British scholar and Guardian columnist Jacques (co-editor: New Times, 1989, etc.) delivers a clear-eyed look at how China’s recent modernization will leapfrog Western “superiority.”
For millennia China existed in a state of “splendid isolation,” while the West, namely Britain, adapting many Chinese inventions, embarked on the Industrial Revolution funded by coal reserves and colonial contributions. Although China had the wherewithal for modernization, the author asserts, it lacked adequate sustainable resources, which Europe derived from the slave trade and colonization. However, China’s20recent transformation, in a relatively short time, “has been more home-grown than Western import.” Jacques walks the reader through the early establishment of an authoritative, rigidly hierarchical system in China, from emperor to warlord to Mao, encompassing an emphasis on education, family structure, a central bureaucracy and maintaining harmony.
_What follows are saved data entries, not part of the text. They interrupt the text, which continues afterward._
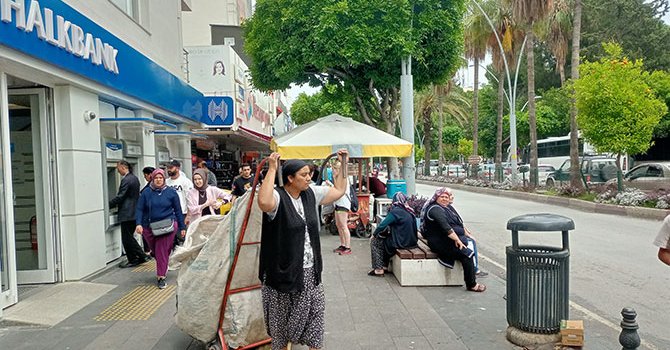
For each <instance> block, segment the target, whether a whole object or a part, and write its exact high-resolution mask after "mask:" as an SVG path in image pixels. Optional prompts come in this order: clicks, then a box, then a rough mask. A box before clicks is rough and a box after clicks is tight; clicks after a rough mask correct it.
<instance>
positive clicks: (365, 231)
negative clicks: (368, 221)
mask: <svg viewBox="0 0 670 350" xmlns="http://www.w3.org/2000/svg"><path fill="white" fill-rule="evenodd" d="M354 233H355V234H356V237H358V238H370V235H371V234H372V233H371V232H370V231H368V230H367V228H366V227H365V226H364V225H363V224H362V223H359V224H358V225H357V226H356V230H355V231H354Z"/></svg>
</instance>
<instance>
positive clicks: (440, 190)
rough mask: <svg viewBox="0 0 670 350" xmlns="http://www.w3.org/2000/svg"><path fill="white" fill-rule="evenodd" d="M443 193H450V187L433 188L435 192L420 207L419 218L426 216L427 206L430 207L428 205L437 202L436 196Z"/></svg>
mask: <svg viewBox="0 0 670 350" xmlns="http://www.w3.org/2000/svg"><path fill="white" fill-rule="evenodd" d="M445 193H448V194H451V188H449V187H440V188H438V189H436V190H435V193H434V194H433V196H432V197H431V198H430V200H427V201H426V203H425V204H424V205H423V208H421V218H422V219H423V218H425V217H426V212H427V211H428V208H430V206H432V205H433V204H435V203H437V197H439V196H441V195H443V194H445Z"/></svg>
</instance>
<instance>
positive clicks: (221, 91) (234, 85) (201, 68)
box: [185, 45, 236, 96]
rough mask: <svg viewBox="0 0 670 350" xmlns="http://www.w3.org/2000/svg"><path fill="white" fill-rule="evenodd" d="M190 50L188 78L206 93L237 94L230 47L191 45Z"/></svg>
mask: <svg viewBox="0 0 670 350" xmlns="http://www.w3.org/2000/svg"><path fill="white" fill-rule="evenodd" d="M185 49H186V51H187V52H188V56H187V59H188V80H189V83H190V84H191V85H193V86H194V87H195V88H196V89H198V90H200V91H201V92H202V93H204V94H205V95H226V96H235V93H236V91H235V85H234V79H233V77H232V76H233V75H234V74H229V72H230V68H231V65H230V62H229V61H230V56H231V54H230V52H229V50H232V49H231V48H230V47H227V46H224V45H215V46H191V47H186V48H185Z"/></svg>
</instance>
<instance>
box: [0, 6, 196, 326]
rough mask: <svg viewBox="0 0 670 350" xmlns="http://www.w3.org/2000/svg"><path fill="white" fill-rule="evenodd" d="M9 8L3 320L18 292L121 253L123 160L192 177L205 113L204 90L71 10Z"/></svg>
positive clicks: (62, 8) (6, 116)
mask: <svg viewBox="0 0 670 350" xmlns="http://www.w3.org/2000/svg"><path fill="white" fill-rule="evenodd" d="M103 5H104V4H103ZM0 11H1V13H0V15H1V16H0V19H1V20H2V21H1V22H0V287H1V288H0V317H1V316H2V311H1V310H2V309H3V308H6V307H7V306H10V305H12V304H15V303H17V302H18V288H19V286H20V285H23V284H31V283H54V282H62V281H68V280H79V279H82V278H84V277H86V276H88V275H90V274H92V273H95V272H97V271H99V270H100V269H102V268H104V267H105V266H106V264H107V263H108V262H110V261H112V260H114V259H117V258H118V257H119V256H120V255H121V243H120V242H121V241H120V230H119V228H118V224H117V222H116V217H115V215H114V214H115V212H114V210H113V209H110V208H109V207H108V204H107V203H108V200H109V198H111V197H112V196H114V195H115V194H116V192H117V190H118V184H119V181H120V177H119V175H118V173H117V172H116V168H115V166H116V162H117V161H118V160H120V159H126V160H128V161H129V162H130V163H131V164H132V165H133V166H134V168H135V171H134V172H135V173H136V174H138V173H139V174H141V169H142V168H143V167H144V166H156V165H157V164H159V163H160V162H161V161H169V159H174V158H176V159H180V160H182V162H183V163H184V169H183V170H184V171H185V172H187V174H189V175H190V162H191V134H192V133H191V129H193V128H199V127H200V125H201V124H200V116H202V115H203V114H204V110H203V109H204V107H203V100H202V99H203V95H202V94H201V93H200V92H199V91H197V90H196V89H194V88H193V87H191V86H190V85H188V84H186V83H184V82H183V81H182V80H181V79H179V78H178V77H177V76H175V75H174V74H172V73H170V71H168V70H166V69H164V68H163V67H162V66H160V65H158V64H156V63H155V62H154V61H152V60H151V59H149V58H148V57H147V56H145V55H144V54H142V53H141V52H139V51H137V50H135V49H134V48H133V47H131V46H130V45H128V44H127V43H125V42H124V41H123V40H121V39H119V38H118V37H117V36H115V35H113V34H112V33H111V32H109V31H107V30H106V29H105V28H103V27H102V26H101V25H99V24H97V23H95V22H94V21H93V20H91V19H90V18H88V17H87V16H85V15H83V14H82V13H80V12H78V11H77V10H75V9H73V8H72V7H70V6H69V5H67V4H65V3H64V2H62V1H57V0H41V1H34V0H33V1H27V0H26V1H22V0H19V1H17V0H14V1H9V0H0ZM138 177H140V179H142V177H141V175H140V176H138ZM141 182H142V183H143V182H144V181H143V180H141Z"/></svg>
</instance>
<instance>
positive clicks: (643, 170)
mask: <svg viewBox="0 0 670 350" xmlns="http://www.w3.org/2000/svg"><path fill="white" fill-rule="evenodd" d="M607 183H612V184H616V178H614V179H612V180H610V181H608V182H607ZM623 185H624V187H632V188H638V189H640V190H643V191H654V190H658V189H666V190H670V162H661V163H659V162H656V163H644V164H640V165H637V166H635V167H633V168H632V169H630V170H629V171H628V172H627V173H626V174H625V175H624V176H623Z"/></svg>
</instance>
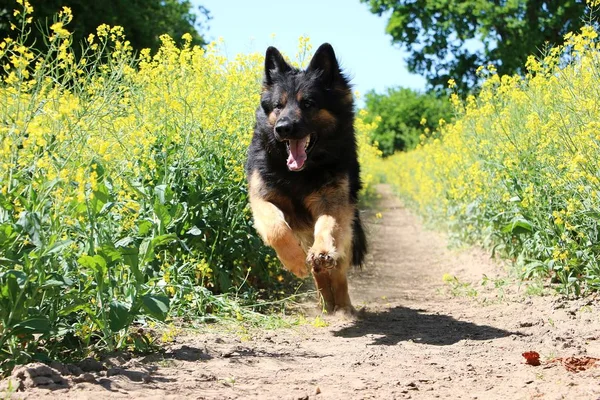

He writes that China is not just a nation-state, but a “civilization-state,” and is only halfway through its economic takeoff, and not yet prepared to implement a multiparty democratic system. Many will argue that China recognizes it doesn’t really need democracy, which would serve as a “distraction from the main task of sustaining the country’s economic growth.” Jacques discusses at length issues of racism, culture and language, and he examines China’s likely future impact on other emerging economic powers like Africa, Iran and the Middle East, Russia, India and South Asia. So what will Chinese global hegemony look like? Not at all like the West.
Cultural differences do matter, and Jacques ably demonstrates that China’s process of modernization derives from its own “native sources of dynamism.”